Yalnız bu konu çok önemli bir konu, penguenlerden alınacak dersler var lakin…

Efendim şimdi bu penguenler aslında yüzebilen ama uçamayan bir kuş türüymüş, kısaca iktidarsız muhteris cinsinden…. Hem yüzeme ama ben kuşum diye ortalarda şişine şişine dolaş  dur. Allah Allah pek bir tanıdık geldi ama çıkartamadım şimdi, neyse zihnimi fazla yormayayım. Akşama kızlarla buluşurken yeşil çantamı mı alsam kıyafetime daha yakışır, yoksa oranj olan mı ona konsantreyim kusura bakmayın.

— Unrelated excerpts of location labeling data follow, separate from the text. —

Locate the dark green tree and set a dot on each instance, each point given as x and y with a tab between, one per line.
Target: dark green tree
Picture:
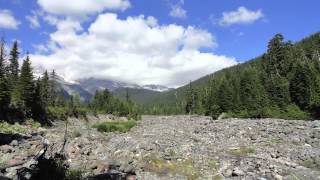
14	64
26	86
225	96
4	86
45	90
301	86
252	92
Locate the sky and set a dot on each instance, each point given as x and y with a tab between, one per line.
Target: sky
167	42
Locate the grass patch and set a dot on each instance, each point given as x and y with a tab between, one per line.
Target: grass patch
115	126
242	151
213	164
218	177
32	123
162	167
12	128
76	133
311	163
275	141
73	174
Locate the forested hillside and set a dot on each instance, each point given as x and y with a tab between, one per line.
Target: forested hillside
284	82
43	99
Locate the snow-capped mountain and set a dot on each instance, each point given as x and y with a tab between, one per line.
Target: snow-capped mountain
86	88
93	84
158	88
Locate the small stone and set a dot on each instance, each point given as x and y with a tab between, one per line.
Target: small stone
6	148
14	143
227	173
277	177
237	172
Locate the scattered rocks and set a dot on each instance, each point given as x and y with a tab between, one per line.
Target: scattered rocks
237	172
178	147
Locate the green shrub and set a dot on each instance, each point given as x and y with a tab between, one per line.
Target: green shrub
11	128
33	123
72	174
115	126
78	112
241	151
58	113
294	112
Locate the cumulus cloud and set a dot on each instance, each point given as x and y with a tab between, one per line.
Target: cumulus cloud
177	11
34	21
135	49
82	7
241	16
7	20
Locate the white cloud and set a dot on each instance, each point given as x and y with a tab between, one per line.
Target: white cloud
82	7
241	16
34	21
177	11
135	49
7	20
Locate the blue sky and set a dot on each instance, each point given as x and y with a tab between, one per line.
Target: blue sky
240	37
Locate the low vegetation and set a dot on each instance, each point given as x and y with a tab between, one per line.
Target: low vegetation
184	167
241	151
282	83
11	128
115	126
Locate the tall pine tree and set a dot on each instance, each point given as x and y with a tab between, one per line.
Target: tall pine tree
4	86
26	87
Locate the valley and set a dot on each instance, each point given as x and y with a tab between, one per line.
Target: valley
177	147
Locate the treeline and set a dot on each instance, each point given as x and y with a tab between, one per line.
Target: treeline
104	102
284	83
24	96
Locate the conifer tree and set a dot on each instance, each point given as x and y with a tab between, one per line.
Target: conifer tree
4	86
26	86
225	96
253	96
301	86
14	64
53	96
45	90
13	76
38	108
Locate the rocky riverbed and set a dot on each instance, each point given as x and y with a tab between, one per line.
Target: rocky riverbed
177	147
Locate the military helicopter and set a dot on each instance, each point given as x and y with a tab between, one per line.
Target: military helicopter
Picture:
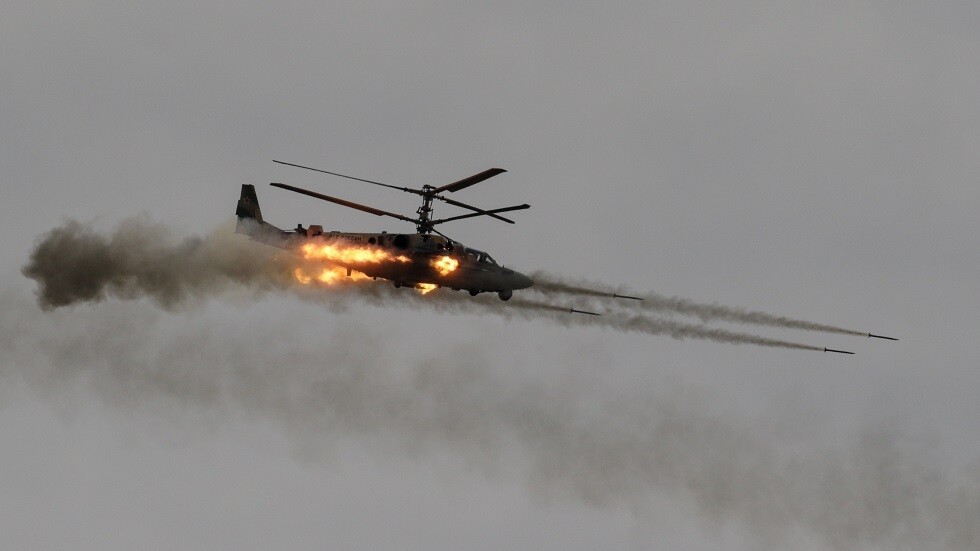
419	260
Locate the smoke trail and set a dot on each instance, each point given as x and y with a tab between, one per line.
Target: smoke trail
578	441
551	285
73	263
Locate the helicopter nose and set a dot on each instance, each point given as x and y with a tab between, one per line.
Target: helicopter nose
521	281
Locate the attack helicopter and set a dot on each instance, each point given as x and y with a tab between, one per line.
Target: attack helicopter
421	260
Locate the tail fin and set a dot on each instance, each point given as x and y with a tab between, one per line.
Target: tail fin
250	221
248	204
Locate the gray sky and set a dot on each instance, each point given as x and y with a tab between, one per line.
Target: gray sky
815	161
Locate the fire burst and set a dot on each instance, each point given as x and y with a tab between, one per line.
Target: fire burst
329	275
445	264
349	255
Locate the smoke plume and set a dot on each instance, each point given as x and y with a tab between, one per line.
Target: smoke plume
579	442
552	285
573	439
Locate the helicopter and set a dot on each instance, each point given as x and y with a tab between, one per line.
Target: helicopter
426	259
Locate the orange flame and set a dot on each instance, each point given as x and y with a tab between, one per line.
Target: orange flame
445	265
329	275
349	254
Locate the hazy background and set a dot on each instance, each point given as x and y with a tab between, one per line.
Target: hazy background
813	161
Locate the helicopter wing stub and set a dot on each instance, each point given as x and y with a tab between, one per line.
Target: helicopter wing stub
485	213
356	206
467	182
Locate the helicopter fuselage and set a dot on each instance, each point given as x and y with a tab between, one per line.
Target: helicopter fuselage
404	259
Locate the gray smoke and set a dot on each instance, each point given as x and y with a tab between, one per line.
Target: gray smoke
74	263
573	439
552	285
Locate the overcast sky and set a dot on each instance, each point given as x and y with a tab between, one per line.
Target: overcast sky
815	160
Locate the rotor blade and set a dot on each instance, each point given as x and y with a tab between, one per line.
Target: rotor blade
410	190
467	182
489	212
472	208
377	212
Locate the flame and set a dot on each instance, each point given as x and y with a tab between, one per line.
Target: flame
445	265
301	276
329	275
349	254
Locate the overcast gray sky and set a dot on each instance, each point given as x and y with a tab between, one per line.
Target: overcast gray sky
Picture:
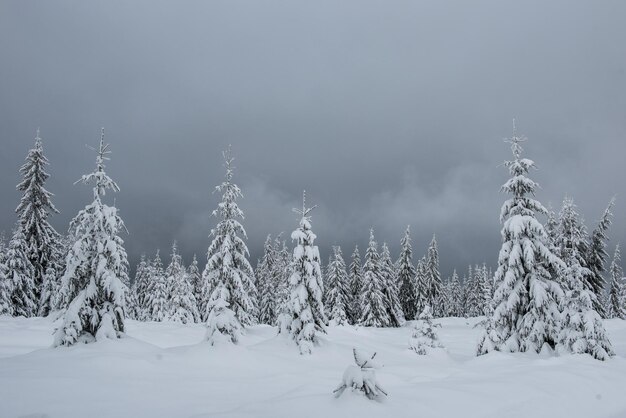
388	112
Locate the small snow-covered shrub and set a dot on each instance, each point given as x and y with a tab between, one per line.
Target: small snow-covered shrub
362	377
424	336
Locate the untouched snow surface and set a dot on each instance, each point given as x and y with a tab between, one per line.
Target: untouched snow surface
161	370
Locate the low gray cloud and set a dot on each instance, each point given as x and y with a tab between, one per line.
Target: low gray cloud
387	113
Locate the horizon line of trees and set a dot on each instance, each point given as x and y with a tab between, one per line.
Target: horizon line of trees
550	288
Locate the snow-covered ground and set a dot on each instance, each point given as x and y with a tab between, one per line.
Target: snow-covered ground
161	370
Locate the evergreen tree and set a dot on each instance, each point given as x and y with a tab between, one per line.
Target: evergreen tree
422	285
617	295
596	258
182	306
19	270
228	271
456	296
43	243
526	302
390	288
97	266
195	279
338	304
406	277
156	299
424	337
356	286
434	277
306	309
140	288
374	312
582	329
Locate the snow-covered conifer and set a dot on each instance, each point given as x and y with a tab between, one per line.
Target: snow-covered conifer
97	267
228	272
182	306
422	285
434	278
156	299
526	300
390	288
617	296
195	279
43	242
406	277
265	283
424	337
356	285
306	310
374	312
339	289
596	257
582	330
362	377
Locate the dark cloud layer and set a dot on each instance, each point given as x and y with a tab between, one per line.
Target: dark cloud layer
388	113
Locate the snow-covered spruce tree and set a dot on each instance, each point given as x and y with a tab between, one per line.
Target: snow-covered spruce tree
6	284
139	289
373	310
390	288
265	284
473	294
355	274
228	273
44	244
19	270
424	337
526	301
195	278
306	310
338	303
422	285
596	257
582	330
406	277
182	306
362	377
434	277
456	296
97	266
157	299
616	307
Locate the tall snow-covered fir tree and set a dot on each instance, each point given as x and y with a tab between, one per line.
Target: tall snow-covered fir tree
156	298
434	278
44	244
582	330
182	306
390	288
406	277
616	306
306	310
526	301
265	283
96	266
19	270
228	273
456	296
338	299
597	257
422	285
195	278
355	274
373	310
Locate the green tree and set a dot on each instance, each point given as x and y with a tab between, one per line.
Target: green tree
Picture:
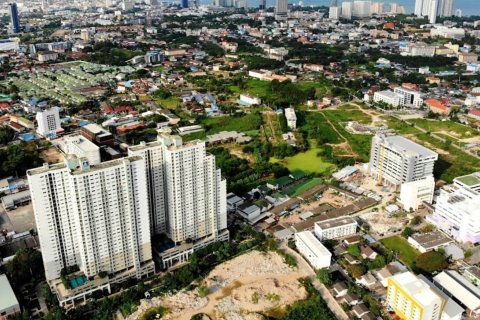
6	134
431	261
407	232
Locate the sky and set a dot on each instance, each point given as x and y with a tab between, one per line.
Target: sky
469	7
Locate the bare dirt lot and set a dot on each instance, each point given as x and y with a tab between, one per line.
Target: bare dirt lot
238	289
18	220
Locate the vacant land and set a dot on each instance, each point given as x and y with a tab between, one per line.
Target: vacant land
302	187
247	123
307	161
237	289
405	251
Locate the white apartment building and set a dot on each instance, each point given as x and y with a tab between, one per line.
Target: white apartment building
48	121
395	160
447	8
433	11
362	8
81	147
347	10
313	250
95	217
291	118
336	228
9	44
409	98
414	193
334	13
187	195
387	96
456	209
416	298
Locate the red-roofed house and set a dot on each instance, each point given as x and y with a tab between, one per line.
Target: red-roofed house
436	106
474	113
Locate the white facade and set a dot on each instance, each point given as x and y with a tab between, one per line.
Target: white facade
281	8
334	229
313	250
456	210
95	217
447	8
388	97
48	121
347	10
291	118
81	147
334	13
433	11
409	98
187	190
362	8
412	298
395	160
9	44
414	193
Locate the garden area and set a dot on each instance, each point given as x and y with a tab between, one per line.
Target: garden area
406	253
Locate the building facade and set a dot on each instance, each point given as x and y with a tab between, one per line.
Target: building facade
413	299
337	228
395	160
48	121
313	250
456	210
95	217
414	193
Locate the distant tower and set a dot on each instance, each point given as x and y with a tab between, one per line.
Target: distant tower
347	10
262	5
432	16
419	7
14	20
447	8
281	9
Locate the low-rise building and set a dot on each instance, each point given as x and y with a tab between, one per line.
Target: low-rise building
336	228
414	193
313	250
425	242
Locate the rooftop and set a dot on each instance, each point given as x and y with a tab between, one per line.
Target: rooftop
403	145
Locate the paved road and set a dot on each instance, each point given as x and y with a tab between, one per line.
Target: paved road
332	304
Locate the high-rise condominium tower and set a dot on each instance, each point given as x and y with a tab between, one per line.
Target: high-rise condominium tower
95	217
447	8
187	192
14	19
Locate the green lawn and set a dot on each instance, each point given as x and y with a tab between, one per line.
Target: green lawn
452	128
405	251
247	123
307	161
302	187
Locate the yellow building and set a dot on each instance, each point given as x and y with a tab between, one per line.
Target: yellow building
413	299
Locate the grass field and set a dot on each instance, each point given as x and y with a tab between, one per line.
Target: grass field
307	161
405	251
246	123
169	103
302	187
454	129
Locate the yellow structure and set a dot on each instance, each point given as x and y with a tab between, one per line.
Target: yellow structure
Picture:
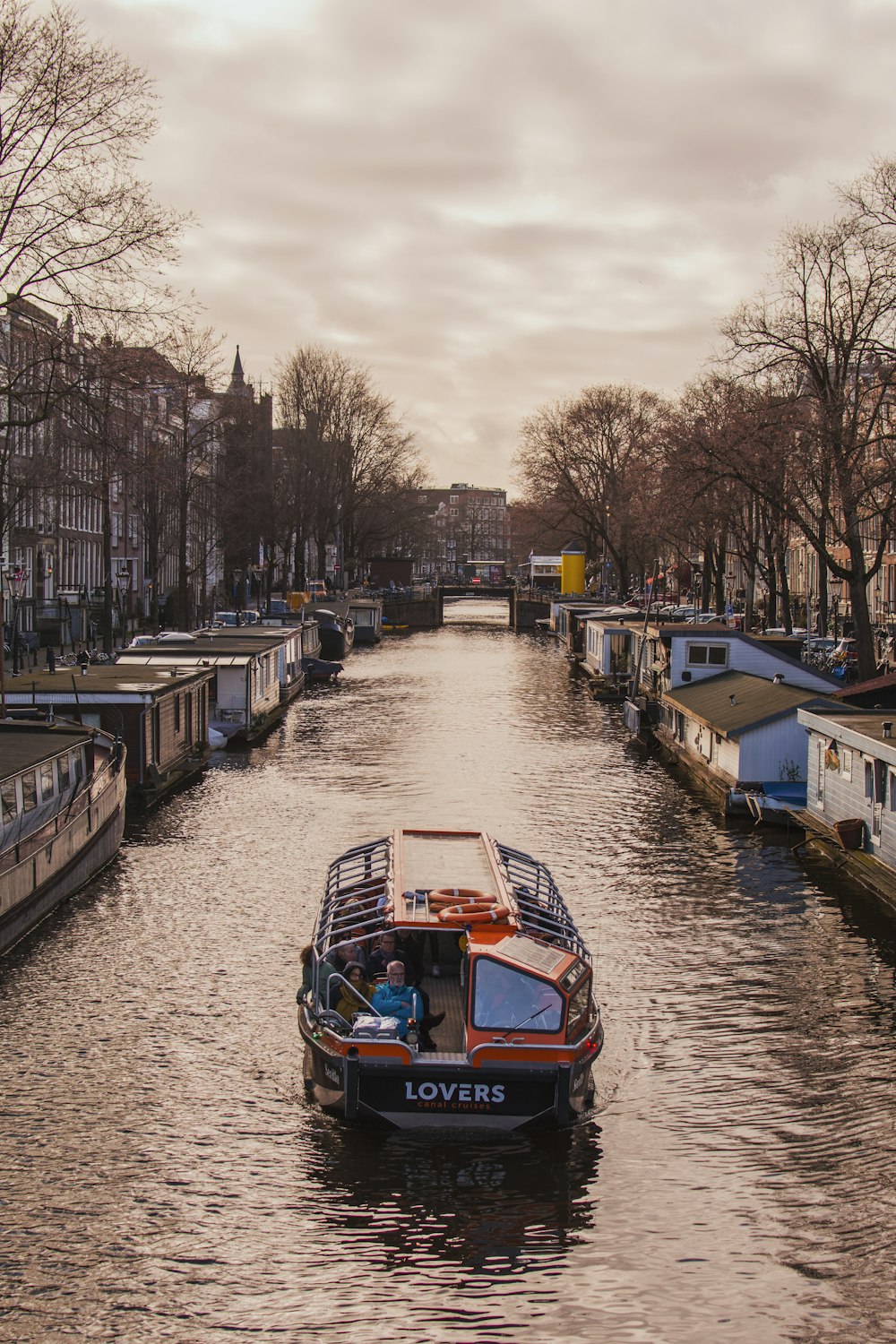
571	570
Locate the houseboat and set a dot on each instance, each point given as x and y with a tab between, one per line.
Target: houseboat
367	618
336	632
257	671
62	812
608	655
514	984
161	712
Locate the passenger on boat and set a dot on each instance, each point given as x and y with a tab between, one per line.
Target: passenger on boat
338	959
358	997
397	999
386	952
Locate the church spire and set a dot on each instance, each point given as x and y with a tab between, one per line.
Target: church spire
237	381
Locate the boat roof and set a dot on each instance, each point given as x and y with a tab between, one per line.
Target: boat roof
732	703
24	745
104	682
387	883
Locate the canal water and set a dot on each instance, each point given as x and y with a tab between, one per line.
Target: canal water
164	1176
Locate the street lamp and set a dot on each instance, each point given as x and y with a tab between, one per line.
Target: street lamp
16	580
123	586
257	573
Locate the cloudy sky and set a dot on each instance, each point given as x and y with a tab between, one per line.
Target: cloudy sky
495	203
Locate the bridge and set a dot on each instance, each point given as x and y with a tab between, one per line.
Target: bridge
477	589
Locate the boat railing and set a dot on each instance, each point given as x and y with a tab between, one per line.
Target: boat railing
541	906
341	980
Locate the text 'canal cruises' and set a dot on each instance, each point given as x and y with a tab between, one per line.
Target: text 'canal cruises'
447	932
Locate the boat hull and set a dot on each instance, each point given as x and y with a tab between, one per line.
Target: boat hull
31	889
424	1091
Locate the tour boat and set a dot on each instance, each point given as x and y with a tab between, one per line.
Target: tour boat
62	812
495	951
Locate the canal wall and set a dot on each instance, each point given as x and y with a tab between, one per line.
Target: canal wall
525	612
417	613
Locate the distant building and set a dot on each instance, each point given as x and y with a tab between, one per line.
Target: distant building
468	523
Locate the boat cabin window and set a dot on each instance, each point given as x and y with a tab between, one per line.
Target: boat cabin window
702	655
506	999
29	790
579	1010
8	798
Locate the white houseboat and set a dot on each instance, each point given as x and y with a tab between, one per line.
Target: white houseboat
62	812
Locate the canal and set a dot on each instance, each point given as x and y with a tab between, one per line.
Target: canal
166	1179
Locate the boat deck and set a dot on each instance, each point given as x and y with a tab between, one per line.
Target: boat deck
446	996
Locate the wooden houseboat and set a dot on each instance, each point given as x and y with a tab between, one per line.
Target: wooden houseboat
520	1029
62	812
249	666
367	617
161	712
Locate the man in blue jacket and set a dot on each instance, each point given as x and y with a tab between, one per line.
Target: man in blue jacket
397	999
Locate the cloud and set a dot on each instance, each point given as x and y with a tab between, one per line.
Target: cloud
500	202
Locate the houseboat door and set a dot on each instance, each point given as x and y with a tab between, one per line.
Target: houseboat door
880	798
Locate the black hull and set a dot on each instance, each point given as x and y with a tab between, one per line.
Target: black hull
424	1093
75	855
335	644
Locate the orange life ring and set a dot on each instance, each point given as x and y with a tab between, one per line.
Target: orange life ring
468	914
455	894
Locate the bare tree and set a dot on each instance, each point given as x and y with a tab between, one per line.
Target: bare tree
346	454
829	328
78	228
590	464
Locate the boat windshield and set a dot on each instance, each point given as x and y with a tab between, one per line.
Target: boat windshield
508	999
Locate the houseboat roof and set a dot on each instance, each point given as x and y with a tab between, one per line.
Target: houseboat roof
104	682
684	629
26	745
857	723
735	702
187	656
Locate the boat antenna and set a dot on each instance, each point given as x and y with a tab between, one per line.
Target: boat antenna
635	679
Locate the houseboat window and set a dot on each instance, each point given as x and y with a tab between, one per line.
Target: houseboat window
29	790
708	655
508	999
8	798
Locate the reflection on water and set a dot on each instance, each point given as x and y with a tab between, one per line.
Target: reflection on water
167	1179
492	1209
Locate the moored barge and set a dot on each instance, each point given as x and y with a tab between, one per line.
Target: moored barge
501	968
62	814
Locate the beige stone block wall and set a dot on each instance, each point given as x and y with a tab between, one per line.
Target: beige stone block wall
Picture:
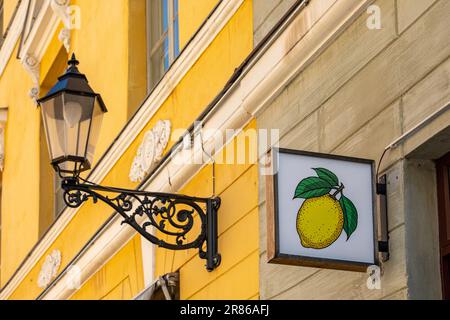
359	95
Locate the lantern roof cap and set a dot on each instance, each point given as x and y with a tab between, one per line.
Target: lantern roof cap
73	82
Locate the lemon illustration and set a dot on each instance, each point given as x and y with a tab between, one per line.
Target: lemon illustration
320	222
325	211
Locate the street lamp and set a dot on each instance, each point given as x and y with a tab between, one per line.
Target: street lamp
72	114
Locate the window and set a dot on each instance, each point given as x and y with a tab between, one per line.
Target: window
162	38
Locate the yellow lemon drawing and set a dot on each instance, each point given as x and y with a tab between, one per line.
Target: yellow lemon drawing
320	222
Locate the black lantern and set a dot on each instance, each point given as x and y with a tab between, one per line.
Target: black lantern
72	114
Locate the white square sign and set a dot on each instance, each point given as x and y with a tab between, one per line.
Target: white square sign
322	212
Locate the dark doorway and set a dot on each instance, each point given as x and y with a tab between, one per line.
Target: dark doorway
443	183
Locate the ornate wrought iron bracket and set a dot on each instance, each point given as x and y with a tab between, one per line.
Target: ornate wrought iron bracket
183	222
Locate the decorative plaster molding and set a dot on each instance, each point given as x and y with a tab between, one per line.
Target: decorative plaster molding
32	66
60	8
150	151
49	269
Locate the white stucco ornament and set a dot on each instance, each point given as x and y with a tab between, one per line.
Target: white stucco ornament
49	269
151	150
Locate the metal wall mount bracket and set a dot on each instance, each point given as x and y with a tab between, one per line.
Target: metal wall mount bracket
171	221
383	243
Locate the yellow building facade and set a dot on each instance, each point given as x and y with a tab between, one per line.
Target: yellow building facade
300	69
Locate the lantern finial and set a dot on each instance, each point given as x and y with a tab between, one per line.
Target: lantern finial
73	63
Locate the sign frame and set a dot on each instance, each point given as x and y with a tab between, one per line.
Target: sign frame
273	250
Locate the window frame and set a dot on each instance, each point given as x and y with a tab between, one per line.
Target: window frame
168	19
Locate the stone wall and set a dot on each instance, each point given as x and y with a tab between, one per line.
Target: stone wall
364	91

Hiç üşümezmiş bu penguenler, nedenine gelince, derileri kalın bir yağ tabakası ile kaplıymış. Bak şimdi bu da bir yerlerden tanıdık geldi. Biz de de mesela, bazı gazeteci takımının da derileri pek bir kalın oluyor, onlar da mesela hiç utanma duygusu hissetmiyor, yüzleri falan hiç kızarmıyor. Bu da  doğanın bir parçası olan insan özelliği bakımından, önemli bir özellikmiş demek ki…

Devam; bu penguenlerin karınları beyaz, sırtlarının siyah olma sebebi, saman altından su yürütme özelliğinden geliyormuş. Bunlar, böyle canlarının istediği  gibi derin sularda yüzer, bir arkaya, bir öne döner hatta yanar döner bir hal alırlarmış. Duruma göre değişirler döne döne yüzerlermiş ama amaç çok masumane bir sebepmiş, canlarını daha büyük hayvanlardan korumak mesela deniz aslanları, katil balinalar vs. Öyle utanmazlıklarından, cibilliyetsizliklerinden değil, sadece can korkusundan böyle yaparlarmış…

Kısa bacakları olmasına rağmen, hızlı hızlı koşarmış bunlar. Yani yahu ben alt tarafı gariban bir kuşum, kendimi bileyim oturayım oturduğum yerde bilgeliği yerine, en hızlı ben koşarım, en hızlı ben yüzerim bir de oradan pazara giderim zihniyetindeymiş. Bunu da çıkartıcam bir yerlerden…

Sanki böyle hem örtünürüm, hem iddialı giyinirim, bir de üzerine güzel bir makyaj yaparım, ya da ben iki kadeh içkimi içerim ama ramazanda içmem, iki bayram arası evlenmem, namazımı kılarım ama Allah ile benim aramda, namazımı kılıp, sonra örtümü çıkartırım başımdan, ancak türbe ziyaretlerinde takarım. İnanç benim değil mi, hem onu yaparım, hem diğerini, her şeyi kendime uydururum. Kendime Müslüman değil miyim? Kime ne?

Ha bir özellikleri var ki bunu hiçbir yerden çıkartamadım.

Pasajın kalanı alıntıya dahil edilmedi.